Rajawali Lembah Huai Chapter 57

NIC

“Siauw Yen, pergilah! Cepat larilah sebelum terlambat, siauw-te!” teriak Hung Wi, terkejut dan khawatir sekali melihat Yen Yen muncul dengan penyamarannya, seorang diri saja tanpa bantuan! Namun, Yen Yen adalah seorang gadis yang gagah perkasa dan pemberani. Apa lagi ia merasa amat kagum kepada Hung Wu, bahkan pemuda itu telah diangkat menjadi pembantu utamanya. Oleh karena itu, melihat Hung Wu terancam bahaya, bagaimana mungkin ia dapat pergi begitu saja menyelamatkan diri sendiri dan membiarkan pemuda itu terancam bahaya? Tadi ia sudah berusaha mencari bala bantuan, akan tetapi ia telah gagal. Ia hanya bertemu dengan dua orang saja anggota Hwa I Kaipang di kota Nan-king, dua orang anggota biasa yang ilmu kepandaiannya tidak dapat diandalkan. Oleh karena itu, timbul kekhawatirannya kalau-kalau Hung Wu bertindak sendiri dan terancam bahaya, maka iapun melakukan pengejaran seorang diri dan muncul pada saat Hung Wu didesak seorang kakek yang amat lihai. Biarpun ia melihat bahwa selain kakek botak yang lihai, di situ terdapat pula belasan orang prajurit, bahkan ia mengenal pula kehadiran ketua Hek I Kaipang, yaitu Coa Kun, dan puterinya yang lihai di samping seorang kakek dan seorang nenek tua renta yang tadi berkereta bersama ketua Hek I Kaipang, Yen Yen tidak merasa gentar. Ia harus membantu dan menolong Hung Wu, apapun yang terjadi, maka iapun sudah menerjang ganas, menyerang dan mengeroyok kakek botak yang kedua lengan jubahnya lihai bukan main itu.

Tongkatnya segera memainkan ilmunya yang paling ampuh, yaitu Hok-mo-tung.

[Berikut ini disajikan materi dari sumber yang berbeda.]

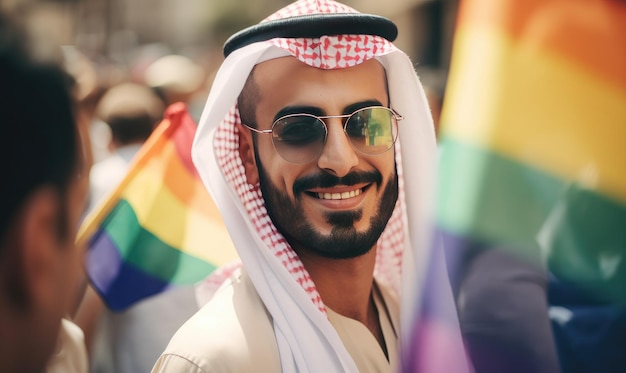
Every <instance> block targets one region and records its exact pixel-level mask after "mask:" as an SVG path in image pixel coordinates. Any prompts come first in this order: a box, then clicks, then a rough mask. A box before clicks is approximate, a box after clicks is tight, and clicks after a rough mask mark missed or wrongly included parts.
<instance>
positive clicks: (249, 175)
mask: <svg viewBox="0 0 626 373" xmlns="http://www.w3.org/2000/svg"><path fill="white" fill-rule="evenodd" d="M238 126H239V158H241V162H242V163H243V167H244V169H245V170H246V180H247V181H248V184H250V185H257V184H258V183H259V170H258V169H257V167H256V159H255V154H254V143H253V140H252V131H250V130H249V129H247V128H244V126H242V125H241V124H238Z"/></svg>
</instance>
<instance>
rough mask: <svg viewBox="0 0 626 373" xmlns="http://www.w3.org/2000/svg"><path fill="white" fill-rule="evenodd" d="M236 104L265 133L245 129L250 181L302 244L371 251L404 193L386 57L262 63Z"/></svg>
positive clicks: (242, 137)
mask: <svg viewBox="0 0 626 373" xmlns="http://www.w3.org/2000/svg"><path fill="white" fill-rule="evenodd" d="M238 101H239V112H240V116H241V118H242V120H241V122H242V123H243V124H244V125H247V126H249V127H252V128H254V129H256V130H257V131H259V130H260V131H265V133H258V132H256V131H254V130H252V129H250V128H247V127H246V126H242V127H241V137H240V154H241V159H242V161H243V163H244V166H245V168H246V176H247V180H248V183H250V184H256V183H258V184H259V185H260V189H261V191H262V194H263V199H264V200H265V207H266V209H267V212H268V214H269V216H270V218H271V219H272V222H273V223H274V224H275V225H276V227H277V229H278V230H279V231H280V232H281V233H282V234H283V236H284V237H285V238H286V239H287V240H288V241H289V243H290V244H291V246H292V247H293V248H294V250H296V251H297V252H299V254H302V253H303V251H308V252H313V253H316V254H318V255H322V256H326V257H335V258H350V257H356V256H359V255H362V254H364V253H366V252H368V251H369V250H370V249H371V248H372V247H373V246H374V245H375V243H376V241H377V240H378V238H379V237H380V235H381V233H382V232H383V230H384V228H385V226H386V224H387V221H388V220H389V218H390V217H391V214H392V212H393V210H394V207H395V204H396V200H397V196H398V180H397V175H396V169H395V161H394V148H393V145H394V141H395V136H396V135H397V124H398V123H397V120H398V119H399V118H400V117H399V115H397V114H396V113H394V112H393V111H392V109H393V107H392V106H391V103H390V100H389V94H388V90H387V78H386V75H385V70H384V68H383V66H382V65H381V64H380V62H378V61H377V60H376V59H371V60H368V61H365V62H363V63H362V64H359V65H357V66H354V67H350V68H344V69H334V70H333V69H330V70H324V69H319V68H316V67H312V66H309V65H307V64H305V63H303V62H301V61H299V60H298V59H296V58H295V57H291V56H289V57H282V58H276V59H272V60H269V61H266V62H262V63H260V64H258V65H257V66H256V67H255V69H254V71H253V72H252V73H251V74H250V76H249V77H248V80H247V82H246V85H245V87H244V89H243V91H242V93H241V95H240V97H239V100H238ZM389 108H390V109H389ZM353 113H356V114H353ZM350 114H353V115H352V116H351V117H348V116H349V115H350ZM315 116H341V117H333V118H324V119H323V120H319V119H317V118H315Z"/></svg>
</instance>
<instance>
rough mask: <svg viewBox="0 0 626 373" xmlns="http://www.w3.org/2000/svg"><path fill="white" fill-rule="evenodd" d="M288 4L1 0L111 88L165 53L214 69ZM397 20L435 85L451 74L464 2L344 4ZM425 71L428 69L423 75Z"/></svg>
mask: <svg viewBox="0 0 626 373" xmlns="http://www.w3.org/2000/svg"><path fill="white" fill-rule="evenodd" d="M290 2H291V1H290V0H261V1H250V0H228V1H224V0H184V1H176V0H1V1H0V4H1V5H0V7H1V8H2V10H3V11H8V12H11V13H13V14H15V15H16V16H17V17H19V18H22V20H23V21H24V22H26V23H27V25H28V28H29V29H30V30H31V31H32V32H33V33H34V34H36V36H37V38H38V39H40V40H41V39H43V40H47V41H51V42H53V43H52V44H64V45H71V46H73V47H75V48H76V49H77V50H78V51H80V52H81V53H83V54H84V55H85V56H86V57H87V58H88V59H89V60H91V61H92V62H93V63H94V64H95V65H96V67H97V71H98V74H99V78H100V79H102V80H103V82H104V83H105V84H107V85H109V84H114V83H116V80H120V79H125V78H127V77H128V76H131V77H132V76H133V74H135V75H137V74H138V73H141V71H142V68H145V67H146V65H148V64H149V63H150V62H152V61H153V60H155V59H156V58H158V57H161V56H163V55H166V54H171V53H176V54H181V55H185V56H187V57H189V58H191V59H193V60H194V61H196V62H198V63H200V64H201V65H202V66H203V67H204V68H205V69H206V70H207V72H209V74H208V78H210V77H211V72H212V71H213V70H214V69H215V68H216V67H217V66H218V65H219V63H220V62H221V58H222V56H221V47H222V45H223V43H224V41H225V40H226V38H227V37H228V36H229V35H231V34H232V33H234V32H235V31H237V30H239V29H241V28H242V27H245V26H248V25H251V24H253V23H256V22H258V21H259V20H260V19H262V18H263V17H264V16H266V15H268V14H270V13H272V12H273V11H274V10H276V9H278V8H280V7H282V6H284V5H286V4H288V3H290ZM343 2H344V3H346V4H347V5H350V6H352V7H354V8H356V9H357V10H359V11H361V12H367V13H374V14H380V15H384V16H386V17H389V18H391V19H392V20H393V21H394V22H396V24H397V25H398V27H399V29H400V34H399V37H398V40H397V44H398V46H399V47H400V48H402V49H403V50H405V51H407V52H408V54H409V55H410V56H411V57H412V60H413V61H414V62H415V64H416V69H417V70H418V72H420V73H421V75H423V79H425V80H426V81H425V83H426V84H427V85H429V84H430V83H429V80H430V79H431V77H432V80H433V85H435V84H436V83H435V82H436V81H438V80H439V81H440V80H441V76H442V75H443V76H445V71H447V68H448V61H449V57H450V49H451V48H450V46H451V40H452V33H453V28H454V22H455V16H456V9H457V3H458V0H386V1H384V2H383V1H372V0H344V1H343ZM420 70H422V71H423V73H422V71H420Z"/></svg>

Sesosok bayangan berkelebat dan gadis baju hijau Coa Leng Si sudah menggunakan pedang menyambut Yen Yen. Mereka berdua segera saling serang dengan seru, dan biarpun Yen Yen maklum akan kelihaian Leng Si, namun untuk dapat menolong Hung Wu, ia melawan dengan nekat dan mengeluarkan jurus-jurus terampuh dari Hok-mo-tung.

Melihat permainan tongkat pemuda dusun yang masih remaja itu, Coa Kun segera mengenal ilmu itu sebagai ilmu andalan dari Hwa I Kaipang. Dia cepat melompat dan membantu puterinya dengan golok besarnya sambil berseru, “Mereka orang-orang Hwa I Kaipang.

Tangkap hidup-hidup!” Kini keadaan Hung Wu dan Siauw Yen tiada bedanya, sama-sama terdesak hebat oleh pihak lawan. Hung Wu yang melawan mati-matian, tidak berdaya karena yang menandinginya adalah supeknya yang tentu saja memiliki tingkat kepandaian yang jauh lebih tinggi.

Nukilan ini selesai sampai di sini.